3) E : Ends, merujuk pada maksud dan tujuan yang hendak dicapai dalam sebuah pertuturan. Tujuan pertuturan tersebut misalnya, membujuk, merayu, menyuruh, memberikan informasi maupun mempengaruhi). 4) A : Acts if sequence, menunjuk pada bentuk ujaran dan isi ujaran. Isi

ujaran dan bentuk ujaran memiliki keterkaitan. Sebagai contoh seorang guru yang hendak menasehati siswa tentu menggunakan bentuk ujaran

31

yang tegas. Begitu pula saat seseorang sedang marah biasanya mengunakan bentuk dan isi ujaran yang kasar, memaki atau mencemooh.

5) K : Key, mengacu pada nada, cara dan semangat yang digunakan dalam berlangsungnya proses komunikasi. Hal ini mengacu pada ekspresi penutur dan petutur, misalnya suatu pesan disampaikan dengan senang hati, serius, mengejek, dan sebagainya. Misalnya pertuturan pembina upacara yang memberikan amanat mengenai semangat kemerdekaan tentu akan menggunakan nada yang bersemangat dan berapi-api.

6) I : Instrumentalities, yakni sarana atau alat yang digunakan dalam proses komunikasi. Misalnya, sebuah komunikasi disampaikan dengan melalui, ujaran lisan maupun tulis, telegram atau telepon dan sebagainya.

7) N : Norm of Interaction and Interpretation, mengacu pada norma atau aturan dalam berkomunikasi. Dalam berkomunikasi terdapat norma-norma dan aturan sosial yang harus ditaati, yakni apa yang seharusnya dibicarakan dan yang tidak boleh dibicarakan serta bagaimana penutur dan petutur menanggapi pembicaraan tersebut.
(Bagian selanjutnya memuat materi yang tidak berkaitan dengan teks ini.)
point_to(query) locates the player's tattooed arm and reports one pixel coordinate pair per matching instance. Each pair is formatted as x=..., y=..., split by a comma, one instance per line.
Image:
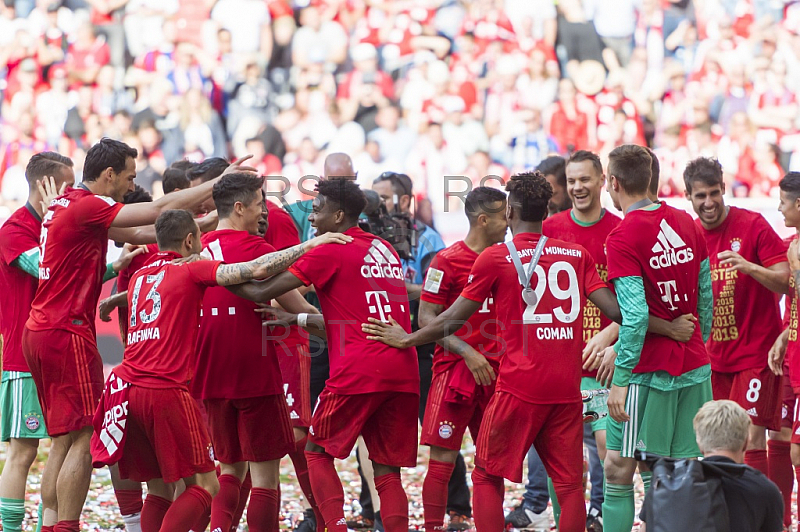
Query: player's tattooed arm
x=394, y=335
x=477, y=363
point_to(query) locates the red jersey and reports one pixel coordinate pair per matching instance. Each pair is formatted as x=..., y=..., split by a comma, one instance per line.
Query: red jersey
x=592, y=237
x=746, y=314
x=18, y=236
x=444, y=282
x=356, y=281
x=73, y=246
x=234, y=360
x=665, y=248
x=164, y=303
x=542, y=342
x=281, y=234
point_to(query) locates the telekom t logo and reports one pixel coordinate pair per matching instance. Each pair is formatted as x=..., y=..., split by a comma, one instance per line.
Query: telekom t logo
x=379, y=304
x=668, y=296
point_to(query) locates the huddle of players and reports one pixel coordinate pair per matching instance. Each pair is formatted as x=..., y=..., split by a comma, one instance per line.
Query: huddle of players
x=521, y=374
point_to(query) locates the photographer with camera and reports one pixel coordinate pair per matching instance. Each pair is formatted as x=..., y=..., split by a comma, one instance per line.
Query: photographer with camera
x=417, y=244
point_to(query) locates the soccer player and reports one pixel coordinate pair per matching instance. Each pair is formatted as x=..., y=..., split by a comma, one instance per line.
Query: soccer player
x=587, y=223
x=292, y=346
x=748, y=266
x=164, y=438
x=537, y=398
x=464, y=364
x=59, y=340
x=785, y=353
x=372, y=390
x=657, y=260
x=21, y=420
x=239, y=393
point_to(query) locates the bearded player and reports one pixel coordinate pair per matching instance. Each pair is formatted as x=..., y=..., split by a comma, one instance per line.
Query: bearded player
x=658, y=263
x=242, y=391
x=539, y=309
x=59, y=341
x=464, y=364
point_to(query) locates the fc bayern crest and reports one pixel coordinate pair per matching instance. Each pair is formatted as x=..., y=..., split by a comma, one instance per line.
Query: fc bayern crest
x=32, y=422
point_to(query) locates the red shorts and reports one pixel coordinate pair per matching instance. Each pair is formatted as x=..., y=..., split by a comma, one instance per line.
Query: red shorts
x=511, y=425
x=238, y=432
x=386, y=420
x=446, y=422
x=295, y=364
x=758, y=391
x=68, y=373
x=166, y=437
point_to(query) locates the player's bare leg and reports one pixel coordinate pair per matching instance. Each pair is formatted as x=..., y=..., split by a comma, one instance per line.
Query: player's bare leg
x=618, y=507
x=264, y=507
x=434, y=487
x=158, y=501
x=195, y=501
x=13, y=481
x=74, y=478
x=394, y=502
x=129, y=499
x=59, y=447
x=780, y=468
x=298, y=458
x=224, y=505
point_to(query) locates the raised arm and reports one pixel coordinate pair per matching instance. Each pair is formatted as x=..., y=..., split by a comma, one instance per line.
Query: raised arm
x=476, y=362
x=443, y=325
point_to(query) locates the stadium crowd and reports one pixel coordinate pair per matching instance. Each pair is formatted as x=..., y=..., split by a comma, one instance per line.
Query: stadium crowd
x=425, y=87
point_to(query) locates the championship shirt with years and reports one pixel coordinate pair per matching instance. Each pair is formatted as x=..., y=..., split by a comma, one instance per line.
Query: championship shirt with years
x=746, y=314
x=234, y=358
x=444, y=282
x=592, y=237
x=72, y=255
x=356, y=281
x=164, y=301
x=19, y=235
x=665, y=248
x=542, y=342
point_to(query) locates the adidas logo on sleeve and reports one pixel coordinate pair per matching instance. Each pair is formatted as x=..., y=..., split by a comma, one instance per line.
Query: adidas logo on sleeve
x=380, y=263
x=670, y=249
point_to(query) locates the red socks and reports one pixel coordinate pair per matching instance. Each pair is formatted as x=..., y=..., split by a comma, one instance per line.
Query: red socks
x=757, y=459
x=394, y=502
x=68, y=526
x=434, y=494
x=225, y=503
x=780, y=472
x=153, y=512
x=301, y=469
x=487, y=500
x=573, y=507
x=327, y=490
x=263, y=510
x=184, y=511
x=130, y=501
x=244, y=494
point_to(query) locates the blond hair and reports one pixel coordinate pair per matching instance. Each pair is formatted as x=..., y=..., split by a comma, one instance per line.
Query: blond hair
x=721, y=426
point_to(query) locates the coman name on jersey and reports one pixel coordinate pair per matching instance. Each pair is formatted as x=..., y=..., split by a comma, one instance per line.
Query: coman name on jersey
x=151, y=333
x=554, y=333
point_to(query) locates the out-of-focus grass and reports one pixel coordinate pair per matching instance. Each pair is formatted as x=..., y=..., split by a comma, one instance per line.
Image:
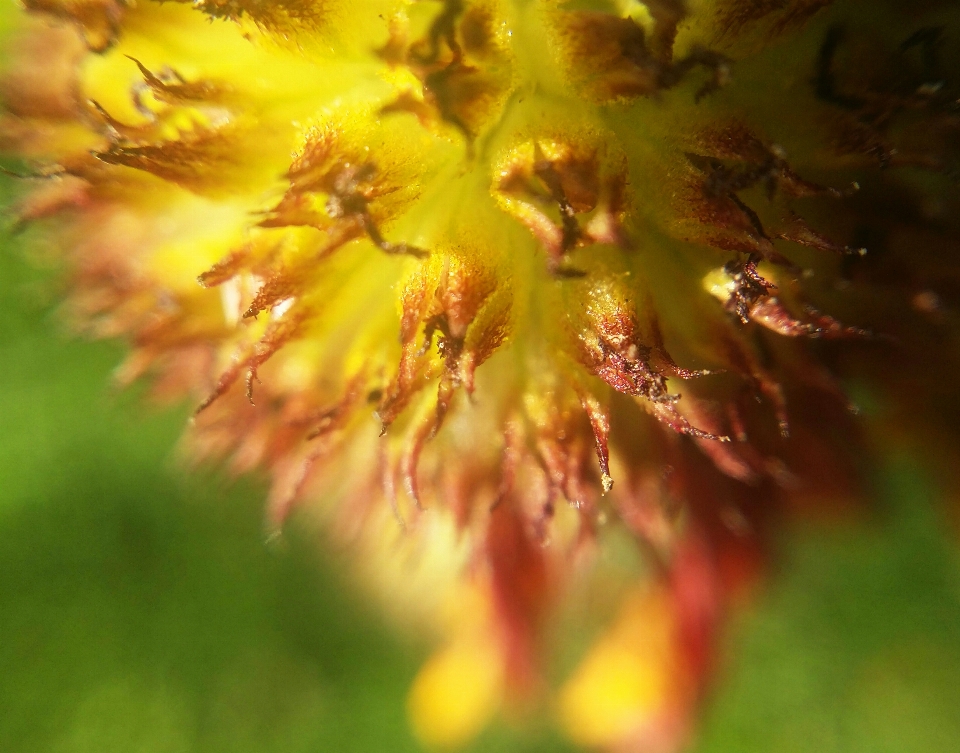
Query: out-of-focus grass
x=141, y=610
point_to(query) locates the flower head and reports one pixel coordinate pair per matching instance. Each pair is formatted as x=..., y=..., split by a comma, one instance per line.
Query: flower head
x=531, y=294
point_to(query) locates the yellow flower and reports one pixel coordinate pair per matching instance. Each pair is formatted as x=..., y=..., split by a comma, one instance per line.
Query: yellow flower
x=517, y=294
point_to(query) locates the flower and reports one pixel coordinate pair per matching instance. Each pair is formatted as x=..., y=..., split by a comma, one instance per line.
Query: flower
x=528, y=301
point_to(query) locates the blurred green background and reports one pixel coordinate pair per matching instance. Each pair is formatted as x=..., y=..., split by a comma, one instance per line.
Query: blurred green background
x=141, y=609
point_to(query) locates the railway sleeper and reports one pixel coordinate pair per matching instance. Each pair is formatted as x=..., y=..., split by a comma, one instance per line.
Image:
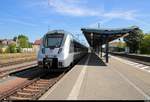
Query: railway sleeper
x=19, y=98
x=36, y=87
x=39, y=82
x=40, y=85
x=25, y=94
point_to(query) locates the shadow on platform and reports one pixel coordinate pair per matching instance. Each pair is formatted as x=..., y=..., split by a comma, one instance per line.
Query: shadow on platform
x=94, y=60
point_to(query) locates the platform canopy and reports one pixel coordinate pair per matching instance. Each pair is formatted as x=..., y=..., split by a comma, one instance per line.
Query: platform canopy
x=96, y=37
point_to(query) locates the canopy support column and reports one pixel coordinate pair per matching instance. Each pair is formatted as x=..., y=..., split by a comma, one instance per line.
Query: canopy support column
x=106, y=52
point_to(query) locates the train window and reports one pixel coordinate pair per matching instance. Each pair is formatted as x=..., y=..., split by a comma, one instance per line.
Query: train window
x=71, y=47
x=54, y=40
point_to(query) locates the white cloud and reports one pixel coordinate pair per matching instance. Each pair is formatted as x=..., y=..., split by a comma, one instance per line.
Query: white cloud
x=78, y=8
x=128, y=15
x=71, y=7
x=20, y=22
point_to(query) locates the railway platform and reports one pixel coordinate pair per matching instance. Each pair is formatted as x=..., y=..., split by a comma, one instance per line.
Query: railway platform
x=93, y=79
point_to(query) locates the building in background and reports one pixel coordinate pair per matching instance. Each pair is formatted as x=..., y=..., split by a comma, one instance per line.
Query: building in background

Misalnya, dalam sebuah pertuturan disarankan agar tidak menanyakan usia, hal-hal yang bersifat pribadi maupun tabu.

32

8) G : Genre atau jenis percakapan. Sebagai contoh, jenis percakapan yang diungkapkan dalam puisi akan berbeda dengan ceramah maupun doa. Misalnya, ketika pembacaan doa, maka pertuturan akan menggunakan jenis atau genre yang lembut dan sopan. Pranowo (2012) mengartikan genre sebagai (ragam register) yang mengacu pada ragam formal, santai, dan sebagainya.

Berdasarkan penelitian yang dilakukan oleh saudari Priscilla Felicia Elu yang berjudul ”Kajian Elemen dan Fungsi Konteks Sosio-Kultural dalam Menentukan Maksud Berbahasa Para Mahasiswa Berlatar Belakang Kultur Jawa Prodi PBSI Universitas Sanata Dharma Yogyakarta pada Semester Gasal Tahun Akademik 2017/ 2018”. Terdapat beberapa fungsi konteks kultural yakni (1) memberikan keterangan/ informasi situasi dan kondisi peserta tutur, (2) memberikan keterangan/ informasi pengetahuan peserta tutur, (3) memberikan keterangan/ informasi sebab terjadinya tuturan dan pengetahuan peserta tutur, (4) fungsi konteks memberikan keterangan kronologi tuturan, (5) fungsi konteks memberikan keteranfan / informasi sebab tuturan terjadi/ peristiwa sebelum tuturan terjadi, dan (6) memberikan informasi tambahan mengenai peserta tutur.